Desde el interior de mosquitero negro, abro los ojos, podía ser la transparencia de un velo de una mujer árabe; escucho el viento. ¿Qué mundo ven esas mujeres desde la tamizada transparencia cuando abren los ojos y se encuentran en el siglo XX, entre sus altos edificios, el fragor del tráfico, el liviano vestuario de otras mujeres, en lugar de ver el paisaje de aquel pastor del desierto que trece siglos atrás, con la visión limitada de un nómada que no ha visto otra cosa en su vida que la arena del desierto y unas pocas ciudades entre las dunas, inventó una forma de ver, de interpretar la realidad, una religión? ¿Cuando mirando todo esto se miran a sí mismas sin poder verse limitadas como estábn para percibir la realidad? ¿Cómo pueden mirar por sí mismas, llegar a concebir cómo son las cosas cuando tan poco preparados están sus órganos sensoriales para interpretarlos: el Profeta, el marido, el entorno familiar, la sociedad masculina alrededor imponiendo el fragelo de su preeminencia?
Me desperté y se me ocurrió que todos más o menos vemos la realidad a través de un espeso velo; el mío de esta tarde era liviano, estaba hecho del descanso del camino, del movimiento arraudalado de las ramas de los pinos que el viento movía con intermitentes arremetidas, de una carencia de prisas, de un reposado mirar a través de aquella transparencia negra. Ahora, no siempre es así. Soy consciente de lo mucho que me limita, que me limitó el estar metido, por ejemplo, en un entorno laboral, un entorno religioso, un conjunto de creencias heredadas, la fuerza engullidora que el medio tiene sobre nosotros, la prensa, los libros, la gente que frecuentamos, la palabra de aquellos a los que respetamos.

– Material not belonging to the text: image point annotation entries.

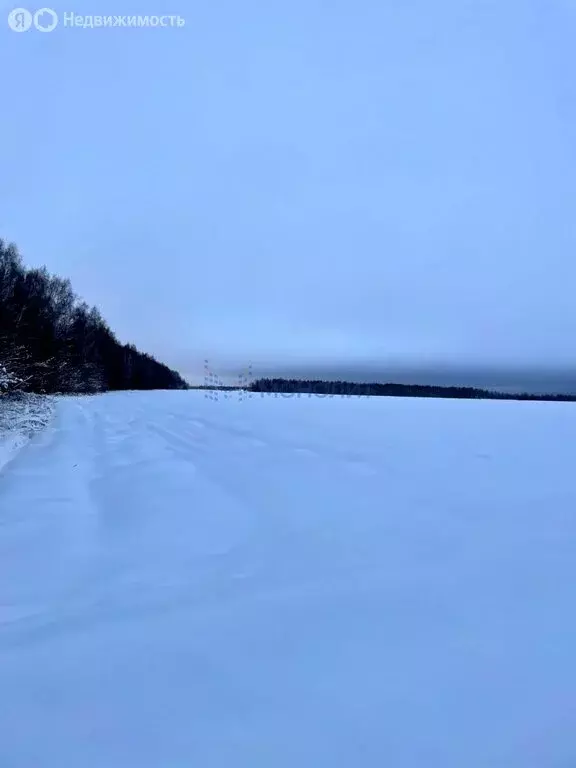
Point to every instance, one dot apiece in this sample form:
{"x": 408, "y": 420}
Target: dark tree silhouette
{"x": 348, "y": 389}
{"x": 50, "y": 341}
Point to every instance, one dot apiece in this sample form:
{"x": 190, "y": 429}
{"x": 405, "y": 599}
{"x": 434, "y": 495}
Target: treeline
{"x": 348, "y": 389}
{"x": 52, "y": 342}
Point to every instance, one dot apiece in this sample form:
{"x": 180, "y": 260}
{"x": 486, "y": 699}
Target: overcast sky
{"x": 378, "y": 180}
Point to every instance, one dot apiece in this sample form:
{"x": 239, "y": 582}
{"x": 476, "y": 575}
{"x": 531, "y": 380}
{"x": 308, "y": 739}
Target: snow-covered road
{"x": 289, "y": 582}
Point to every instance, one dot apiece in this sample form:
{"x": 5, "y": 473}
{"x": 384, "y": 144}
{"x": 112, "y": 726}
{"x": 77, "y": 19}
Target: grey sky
{"x": 306, "y": 181}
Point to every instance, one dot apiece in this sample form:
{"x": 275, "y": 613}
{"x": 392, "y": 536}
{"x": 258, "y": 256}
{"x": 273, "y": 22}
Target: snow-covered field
{"x": 273, "y": 583}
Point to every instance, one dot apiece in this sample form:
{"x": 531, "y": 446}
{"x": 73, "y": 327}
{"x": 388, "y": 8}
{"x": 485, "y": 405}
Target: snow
{"x": 289, "y": 582}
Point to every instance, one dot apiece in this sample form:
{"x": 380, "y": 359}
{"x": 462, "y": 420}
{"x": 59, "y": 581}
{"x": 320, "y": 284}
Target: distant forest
{"x": 348, "y": 389}
{"x": 52, "y": 342}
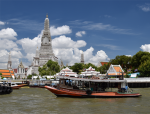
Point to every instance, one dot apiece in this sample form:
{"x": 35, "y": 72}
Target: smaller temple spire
{"x": 82, "y": 57}
{"x": 37, "y": 52}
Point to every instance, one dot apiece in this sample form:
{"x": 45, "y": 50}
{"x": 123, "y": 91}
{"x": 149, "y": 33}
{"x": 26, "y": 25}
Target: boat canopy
{"x": 92, "y": 80}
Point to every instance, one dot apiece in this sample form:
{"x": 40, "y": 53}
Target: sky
{"x": 102, "y": 29}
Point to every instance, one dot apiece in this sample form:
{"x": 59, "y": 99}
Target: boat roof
{"x": 92, "y": 80}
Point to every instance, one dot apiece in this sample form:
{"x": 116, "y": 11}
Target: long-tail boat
{"x": 91, "y": 88}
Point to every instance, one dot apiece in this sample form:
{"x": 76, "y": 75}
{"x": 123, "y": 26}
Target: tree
{"x": 122, "y": 60}
{"x": 51, "y": 67}
{"x": 144, "y": 68}
{"x": 90, "y": 64}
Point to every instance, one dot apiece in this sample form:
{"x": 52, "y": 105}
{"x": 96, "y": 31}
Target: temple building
{"x": 67, "y": 72}
{"x": 8, "y": 73}
{"x": 9, "y": 62}
{"x": 82, "y": 57}
{"x": 45, "y": 53}
{"x": 61, "y": 65}
{"x": 20, "y": 71}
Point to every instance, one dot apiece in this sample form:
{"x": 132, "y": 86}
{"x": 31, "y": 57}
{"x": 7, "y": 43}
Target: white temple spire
{"x": 82, "y": 57}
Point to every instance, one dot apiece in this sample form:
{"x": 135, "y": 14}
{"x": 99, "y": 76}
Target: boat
{"x": 5, "y": 88}
{"x": 91, "y": 88}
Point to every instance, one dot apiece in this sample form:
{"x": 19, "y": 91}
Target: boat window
{"x": 61, "y": 81}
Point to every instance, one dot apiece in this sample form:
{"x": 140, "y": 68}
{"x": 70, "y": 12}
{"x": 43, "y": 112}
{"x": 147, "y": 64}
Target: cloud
{"x": 15, "y": 55}
{"x": 80, "y": 33}
{"x": 145, "y": 7}
{"x": 145, "y": 47}
{"x": 8, "y": 33}
{"x": 100, "y": 56}
{"x": 112, "y": 47}
{"x": 67, "y": 42}
{"x": 60, "y": 30}
{"x": 108, "y": 27}
{"x": 100, "y": 26}
{"x": 2, "y": 23}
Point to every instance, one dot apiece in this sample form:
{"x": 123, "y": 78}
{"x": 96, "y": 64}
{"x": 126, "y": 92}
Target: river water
{"x": 42, "y": 101}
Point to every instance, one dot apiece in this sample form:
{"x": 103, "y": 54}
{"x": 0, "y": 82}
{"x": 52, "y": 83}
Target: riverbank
{"x": 41, "y": 101}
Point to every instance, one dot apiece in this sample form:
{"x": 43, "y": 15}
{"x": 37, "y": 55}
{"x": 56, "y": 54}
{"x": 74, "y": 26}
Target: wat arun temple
{"x": 45, "y": 53}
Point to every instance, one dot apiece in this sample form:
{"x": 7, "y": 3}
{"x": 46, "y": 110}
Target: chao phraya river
{"x": 42, "y": 101}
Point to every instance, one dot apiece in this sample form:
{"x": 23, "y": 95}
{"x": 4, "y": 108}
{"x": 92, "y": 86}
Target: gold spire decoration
{"x": 46, "y": 15}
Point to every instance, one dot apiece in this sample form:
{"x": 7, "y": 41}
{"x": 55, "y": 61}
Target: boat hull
{"x": 83, "y": 94}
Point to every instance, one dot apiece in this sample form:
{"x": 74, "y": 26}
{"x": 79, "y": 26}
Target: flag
{"x": 135, "y": 70}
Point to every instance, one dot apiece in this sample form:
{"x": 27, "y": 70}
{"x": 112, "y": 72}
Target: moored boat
{"x": 15, "y": 86}
{"x": 91, "y": 88}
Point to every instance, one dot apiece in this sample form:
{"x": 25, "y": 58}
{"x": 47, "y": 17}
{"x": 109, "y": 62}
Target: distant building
{"x": 61, "y": 64}
{"x": 82, "y": 57}
{"x": 67, "y": 72}
{"x": 9, "y": 64}
{"x": 90, "y": 72}
{"x": 21, "y": 71}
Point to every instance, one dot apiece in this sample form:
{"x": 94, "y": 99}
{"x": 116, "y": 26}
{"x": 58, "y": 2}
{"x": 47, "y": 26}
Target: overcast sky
{"x": 102, "y": 29}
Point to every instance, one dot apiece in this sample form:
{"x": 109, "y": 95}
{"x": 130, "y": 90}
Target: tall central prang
{"x": 46, "y": 51}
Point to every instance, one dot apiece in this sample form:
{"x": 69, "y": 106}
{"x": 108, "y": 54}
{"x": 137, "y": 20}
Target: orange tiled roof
{"x": 4, "y": 70}
{"x": 104, "y": 63}
{"x": 117, "y": 68}
{"x": 6, "y": 74}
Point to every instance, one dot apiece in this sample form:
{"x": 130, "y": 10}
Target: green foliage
{"x": 29, "y": 77}
{"x": 50, "y": 68}
{"x": 122, "y": 60}
{"x": 139, "y": 58}
{"x": 144, "y": 68}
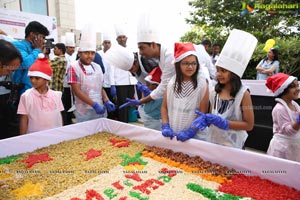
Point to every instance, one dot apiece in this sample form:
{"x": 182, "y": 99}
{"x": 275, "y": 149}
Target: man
{"x": 123, "y": 81}
{"x": 70, "y": 56}
{"x": 9, "y": 61}
{"x": 30, "y": 47}
{"x": 58, "y": 65}
{"x": 107, "y": 77}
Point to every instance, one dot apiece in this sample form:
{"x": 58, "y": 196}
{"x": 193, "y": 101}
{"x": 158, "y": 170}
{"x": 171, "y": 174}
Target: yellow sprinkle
{"x": 29, "y": 189}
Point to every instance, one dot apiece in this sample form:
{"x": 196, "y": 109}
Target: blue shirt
{"x": 29, "y": 55}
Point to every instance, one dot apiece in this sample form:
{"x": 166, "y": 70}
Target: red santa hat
{"x": 41, "y": 68}
{"x": 154, "y": 76}
{"x": 182, "y": 50}
{"x": 279, "y": 82}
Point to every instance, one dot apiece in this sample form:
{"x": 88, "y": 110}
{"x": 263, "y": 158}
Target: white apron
{"x": 91, "y": 85}
{"x": 46, "y": 119}
{"x": 286, "y": 146}
{"x": 181, "y": 111}
{"x": 234, "y": 138}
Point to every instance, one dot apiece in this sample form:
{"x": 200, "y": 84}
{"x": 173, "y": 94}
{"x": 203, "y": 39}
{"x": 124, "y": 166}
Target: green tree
{"x": 213, "y": 19}
{"x": 264, "y": 23}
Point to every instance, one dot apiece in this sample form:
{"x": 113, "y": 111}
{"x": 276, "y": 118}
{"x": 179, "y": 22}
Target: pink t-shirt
{"x": 43, "y": 110}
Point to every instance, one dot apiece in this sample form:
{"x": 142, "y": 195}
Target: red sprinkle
{"x": 118, "y": 185}
{"x": 135, "y": 177}
{"x": 33, "y": 159}
{"x": 90, "y": 154}
{"x": 258, "y": 188}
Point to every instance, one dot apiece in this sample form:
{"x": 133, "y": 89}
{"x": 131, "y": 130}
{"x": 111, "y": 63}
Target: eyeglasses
{"x": 187, "y": 64}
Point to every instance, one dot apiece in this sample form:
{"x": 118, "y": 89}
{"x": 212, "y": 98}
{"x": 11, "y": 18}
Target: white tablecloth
{"x": 278, "y": 170}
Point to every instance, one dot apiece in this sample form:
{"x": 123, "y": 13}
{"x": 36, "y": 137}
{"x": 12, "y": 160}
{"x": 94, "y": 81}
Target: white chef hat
{"x": 237, "y": 52}
{"x": 120, "y": 29}
{"x": 88, "y": 38}
{"x": 120, "y": 57}
{"x": 147, "y": 29}
{"x": 70, "y": 39}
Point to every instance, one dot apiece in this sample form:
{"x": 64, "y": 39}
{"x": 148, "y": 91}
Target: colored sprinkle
{"x": 251, "y": 186}
{"x": 33, "y": 159}
{"x": 28, "y": 189}
{"x": 211, "y": 194}
{"x": 9, "y": 159}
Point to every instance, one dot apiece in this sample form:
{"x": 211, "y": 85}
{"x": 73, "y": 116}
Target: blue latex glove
{"x": 298, "y": 119}
{"x": 167, "y": 131}
{"x": 113, "y": 90}
{"x": 110, "y": 106}
{"x": 130, "y": 102}
{"x": 186, "y": 134}
{"x": 136, "y": 112}
{"x": 217, "y": 121}
{"x": 199, "y": 122}
{"x": 143, "y": 88}
{"x": 98, "y": 108}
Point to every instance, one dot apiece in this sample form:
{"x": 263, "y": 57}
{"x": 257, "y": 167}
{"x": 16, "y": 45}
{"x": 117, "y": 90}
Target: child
{"x": 86, "y": 80}
{"x": 40, "y": 106}
{"x": 286, "y": 120}
{"x": 151, "y": 115}
{"x": 231, "y": 105}
{"x": 186, "y": 91}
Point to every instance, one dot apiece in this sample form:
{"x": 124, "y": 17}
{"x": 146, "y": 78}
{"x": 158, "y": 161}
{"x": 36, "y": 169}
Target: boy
{"x": 40, "y": 106}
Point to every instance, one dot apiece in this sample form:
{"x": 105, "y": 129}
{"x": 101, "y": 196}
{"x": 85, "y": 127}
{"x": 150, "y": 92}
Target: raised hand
{"x": 98, "y": 108}
{"x": 186, "y": 134}
{"x": 199, "y": 122}
{"x": 217, "y": 121}
{"x": 130, "y": 102}
{"x": 113, "y": 90}
{"x": 167, "y": 131}
{"x": 143, "y": 88}
{"x": 110, "y": 106}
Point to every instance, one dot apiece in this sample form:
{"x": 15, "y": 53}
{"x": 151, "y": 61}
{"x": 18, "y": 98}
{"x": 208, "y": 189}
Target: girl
{"x": 268, "y": 66}
{"x": 231, "y": 106}
{"x": 286, "y": 120}
{"x": 186, "y": 91}
{"x": 40, "y": 106}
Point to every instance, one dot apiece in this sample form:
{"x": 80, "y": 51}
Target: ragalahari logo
{"x": 246, "y": 8}
{"x": 272, "y": 8}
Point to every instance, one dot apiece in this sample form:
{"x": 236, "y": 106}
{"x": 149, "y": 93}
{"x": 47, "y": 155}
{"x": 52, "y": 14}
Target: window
{"x": 35, "y": 6}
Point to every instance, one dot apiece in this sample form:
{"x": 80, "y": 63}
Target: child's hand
{"x": 298, "y": 119}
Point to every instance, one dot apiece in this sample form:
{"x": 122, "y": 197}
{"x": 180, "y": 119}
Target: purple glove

Y el tráfago de la vida diaria, ¿no hace otro tanto, no somete a nuestras costumbres a reglas y dictados, conforman nuestra conciencia a lo largo de las décadas a un status que con más frecuencia de lo conveniente hace de nosotros seres desconcienciados de sus propias peculiaridades; y todo ello sin que con el mínimo asomo de duda lleguemos a pensar otra cosa que somos nosotros en nuestra mísmísima peculiaridad, en lugar de ser productos de la capacidad absorbente y mimética del entorno?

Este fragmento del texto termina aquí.